I’ve been trying to impress upon my college students that details make all the difference. It’s the finest details that I couldn’t see that day: the tears on my 7-year-old son’s face. I had forgotten to wear my glasses.  I have pretty good vision, but the lines blur at distances.   I could see his brown sweatpants among all the black running in circles on the soccer field, but I couldn’t see his face.  My husband and I had signed him up for indoor soccer at his request.  He tells us he likes it and wants to keep playing even though he spends very little time actually playing.  He starts out engaged; however, by the last quarter, he spins, crawls, dances around the field and occasionally accidentally kicks the ball.  I’m not sure how much he’s getting out of it, but as long as he continues to enjoy it, we’ll support him playing.

Last week, he rotated out of the game as usual. The children who were waiting their turn to play stood behind a white wall masking all but the tallest players. A few minutes later, the door swung open and my little guy stepped back onto the field and walked slowly to his position. He didn’t move. All I could see was him standing there wiping his arm across the middle of his face.  I couldn’t see his face, just his arm pushing on where I knew his glasses were. The entire field of players ran past him, but he just kept standing there.
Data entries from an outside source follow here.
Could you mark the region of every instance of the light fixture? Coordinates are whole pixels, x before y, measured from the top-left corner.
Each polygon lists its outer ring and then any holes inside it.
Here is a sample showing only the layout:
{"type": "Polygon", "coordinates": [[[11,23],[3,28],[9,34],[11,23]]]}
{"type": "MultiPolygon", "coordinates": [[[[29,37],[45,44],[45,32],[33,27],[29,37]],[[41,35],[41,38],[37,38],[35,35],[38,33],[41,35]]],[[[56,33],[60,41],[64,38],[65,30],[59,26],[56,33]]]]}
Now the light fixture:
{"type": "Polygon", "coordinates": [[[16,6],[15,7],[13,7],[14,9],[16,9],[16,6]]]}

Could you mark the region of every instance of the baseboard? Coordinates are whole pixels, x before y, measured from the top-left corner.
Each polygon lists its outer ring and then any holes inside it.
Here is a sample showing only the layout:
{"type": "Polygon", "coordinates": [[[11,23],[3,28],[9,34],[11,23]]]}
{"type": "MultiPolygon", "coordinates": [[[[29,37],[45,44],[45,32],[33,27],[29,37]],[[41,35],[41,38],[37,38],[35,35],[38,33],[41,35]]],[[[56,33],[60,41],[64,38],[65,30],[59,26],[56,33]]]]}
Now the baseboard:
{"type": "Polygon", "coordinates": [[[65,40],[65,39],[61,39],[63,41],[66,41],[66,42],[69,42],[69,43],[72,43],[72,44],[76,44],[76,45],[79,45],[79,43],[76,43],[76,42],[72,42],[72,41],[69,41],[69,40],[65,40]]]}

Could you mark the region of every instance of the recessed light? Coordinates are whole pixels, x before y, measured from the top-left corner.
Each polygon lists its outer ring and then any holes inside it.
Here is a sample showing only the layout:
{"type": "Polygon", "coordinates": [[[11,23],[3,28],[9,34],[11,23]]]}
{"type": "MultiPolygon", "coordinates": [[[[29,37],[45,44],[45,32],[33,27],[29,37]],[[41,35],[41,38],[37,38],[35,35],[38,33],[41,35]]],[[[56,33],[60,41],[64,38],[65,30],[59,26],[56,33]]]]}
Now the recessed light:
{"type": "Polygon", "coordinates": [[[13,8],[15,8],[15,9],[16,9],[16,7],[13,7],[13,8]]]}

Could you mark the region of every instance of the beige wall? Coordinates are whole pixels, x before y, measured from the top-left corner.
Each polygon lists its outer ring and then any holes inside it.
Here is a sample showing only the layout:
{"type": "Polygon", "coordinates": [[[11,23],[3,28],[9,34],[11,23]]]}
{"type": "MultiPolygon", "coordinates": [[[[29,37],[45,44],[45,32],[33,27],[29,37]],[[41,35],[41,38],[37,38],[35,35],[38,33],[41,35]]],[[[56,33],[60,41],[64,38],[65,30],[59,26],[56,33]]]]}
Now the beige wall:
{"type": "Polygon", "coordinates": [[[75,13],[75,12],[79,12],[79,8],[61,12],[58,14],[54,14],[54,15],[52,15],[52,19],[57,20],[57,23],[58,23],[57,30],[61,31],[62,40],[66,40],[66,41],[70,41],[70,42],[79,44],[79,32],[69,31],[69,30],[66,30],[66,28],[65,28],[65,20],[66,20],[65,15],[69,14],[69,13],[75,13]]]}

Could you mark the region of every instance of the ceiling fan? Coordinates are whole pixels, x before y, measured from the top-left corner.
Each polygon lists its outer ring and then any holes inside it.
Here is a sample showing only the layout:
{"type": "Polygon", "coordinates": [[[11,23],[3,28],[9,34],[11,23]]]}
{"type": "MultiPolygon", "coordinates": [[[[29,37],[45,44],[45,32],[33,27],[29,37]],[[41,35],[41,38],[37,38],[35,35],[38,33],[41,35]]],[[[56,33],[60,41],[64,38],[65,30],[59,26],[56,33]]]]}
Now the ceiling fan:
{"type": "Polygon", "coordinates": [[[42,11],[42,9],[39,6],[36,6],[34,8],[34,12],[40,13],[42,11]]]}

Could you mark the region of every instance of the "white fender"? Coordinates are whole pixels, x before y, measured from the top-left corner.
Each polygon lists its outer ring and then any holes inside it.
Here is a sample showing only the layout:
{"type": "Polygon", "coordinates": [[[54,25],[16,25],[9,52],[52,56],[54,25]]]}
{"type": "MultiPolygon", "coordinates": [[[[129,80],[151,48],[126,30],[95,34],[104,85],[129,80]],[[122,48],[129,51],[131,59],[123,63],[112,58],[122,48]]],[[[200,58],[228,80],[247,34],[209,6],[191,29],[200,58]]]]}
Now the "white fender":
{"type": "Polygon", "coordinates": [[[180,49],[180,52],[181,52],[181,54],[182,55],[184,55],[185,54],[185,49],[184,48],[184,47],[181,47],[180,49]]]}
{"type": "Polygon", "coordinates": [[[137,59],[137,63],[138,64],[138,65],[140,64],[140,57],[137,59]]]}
They swept past him again, he stood still, forearm across his nose. I looked at my husband, “What’s he doing?” He replied, “I don’t know, but I’m going down.” Parents aren’t usually allowed down in the player area, so I watched my husband from the stands on the second level above the field. I strained to see my son’s face. My husband talked with the coach then called my son back to the sidelines. A new player was released.